Runtime of standard matrix multiplication algorithm slower than expected when scaled up (2^10+ x 2^10+ elements)

Question

I have a standard matrix multiplication algorithm.

// matrix.h

typedef struct Matrix {
    int rows;
    int columns;
    double *elements;
} Matrix;

double *addressAt(Matrix *matrix, int row, int column);
double *rowAt(Matrix *matrix, int row);
double dotProductColumnArray(Matrix *matrix, const int column, double *array);
void mmProduct(Matrix *first, Matrix *second, Matrix *result);

// matrix.c

// Helper function to find address of elements at row and column.
inline double *addressAt(Matrix *matrix, int row, int column) {
    return &(matrix->elements[row * matrix->columns + column]);
}

// Helper function to find row array
inline double *rowAt(Matrix *matrix, int row) {
    return &(matrix->elements[row * matrix->columns]);
}

// Finds the dot product of a column of a matrix and an array.
double dotProductColumnArray(Matrix *matrix, const int column, double *array) {
    double sum = 0.0;
    const int rows = matrix->rows, columns = matrix->columns;
    int j = column;
    const double *elements = matrix->elements;
    for (int i = 0; i < rows; i++) {
        sum += array[i] * elements[j];
        j += columns;
    }
    return sum;
}

void mmProduct(Matrix *first, Matrix *second, Matrix *result) {
    const int rows = result->rows;
    const int columns = result->columns;
    for (int i = 0; i < rows; i++) {
        double *row = rowAt(first, i);
        for (int j = 0; j < columns; j++) {
            *addressAt(result, i, j) = dotProductColumnArray(second, j, row);
        }
    }
}

// Snippet of main.c

// Fills the matrix with random numbers between -1 and 1
void randomFill(Matrix *matrix);

int main() {
    struct timeval timestamp;
    long start, now;
    Matrix first, second, result;
    
    // 2^10
    first = createMatrix((int)pow(2, 10), (int)pow(2, 10));
    second = createMatrix((int)pow(2, 10), (int)pow(2, 10));
    randomFill(&first);
    randomFill(&second);
    result = createMatrix((int)pow(2, 10), (int)pow(2, 10));

    gettimeofday(&timestamp, NULL);
    start = timestamp.tv_sec * 1000 + timestamp.tv_usec / 1000;
    mmProduct(&first, &second, &result);
    gettimeofday(&timestamp, NULL);
    now = timestamp.tv_sec * 1000 + timestamp.tv_usec / 1000;
    printf("Time taken: %ldms
", now - start);
    
    deleteMatrix(&first);
    deleteMatrix(&second);
    deleteMatrix(&result);
    
    // Same code as above but for 2^11, 2^12, replacing pow() when necessary.
    // ...
    // ...
}

Full code here to run it yourself: https://gist.github.com/kevinMEH/c37bda728bf5ee53c32a405ef611e5a7

When I run the algorithm with two 2¹⁰ x 2¹⁰ matrices, it takes about 2 seconds to multiply.

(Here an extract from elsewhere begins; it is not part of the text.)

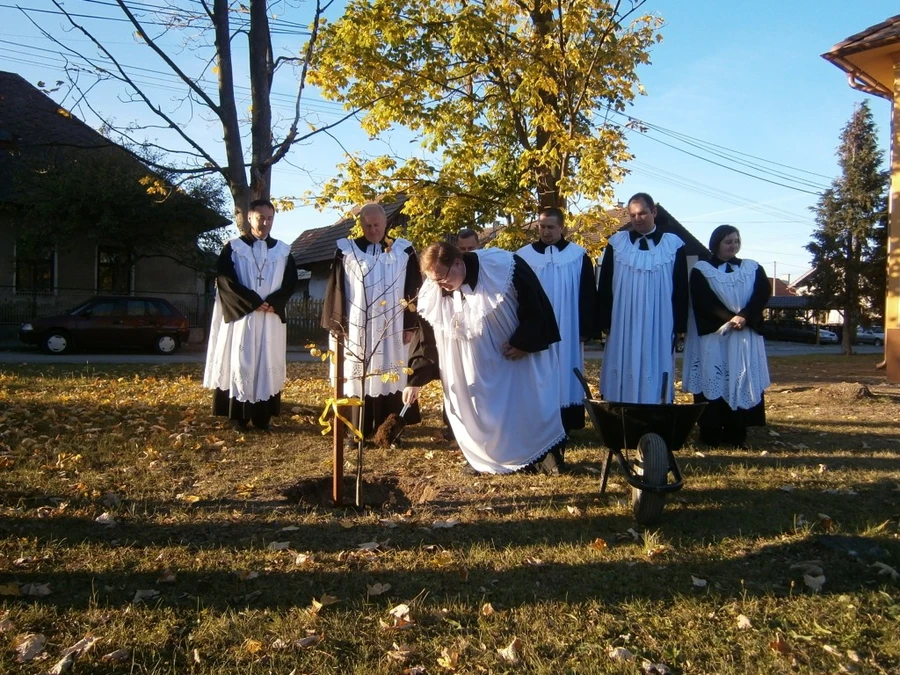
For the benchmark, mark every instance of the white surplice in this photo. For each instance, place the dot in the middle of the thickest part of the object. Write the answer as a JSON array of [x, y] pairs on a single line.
[[373, 291], [639, 350], [246, 357], [728, 364], [504, 413], [559, 272]]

When I run the algorithm with two 2¹¹ x 2¹¹ matrices, I expect the algorithm to multiply them in 8 * 2 seconds ~ 16 seconds to multiply. However, it takes 36 seconds to multiply instead.

When I run the algorithm with two 2¹² x 2¹² matrices, I expect the algorithm to multiply them in 64 * 2000 milliseconds ~ 128 seconds to multiply. Worst case, I expect 8 * 36 = 288 seconds to multiply. However, it takes 391 seconds to multiply.

(Compiled with Apple Clang 14.0.0 with -O1, but with -Ofast and with no optimizations it scales similarly, still not by a factor of 8 but greater. Ran on Apple M1 chip.)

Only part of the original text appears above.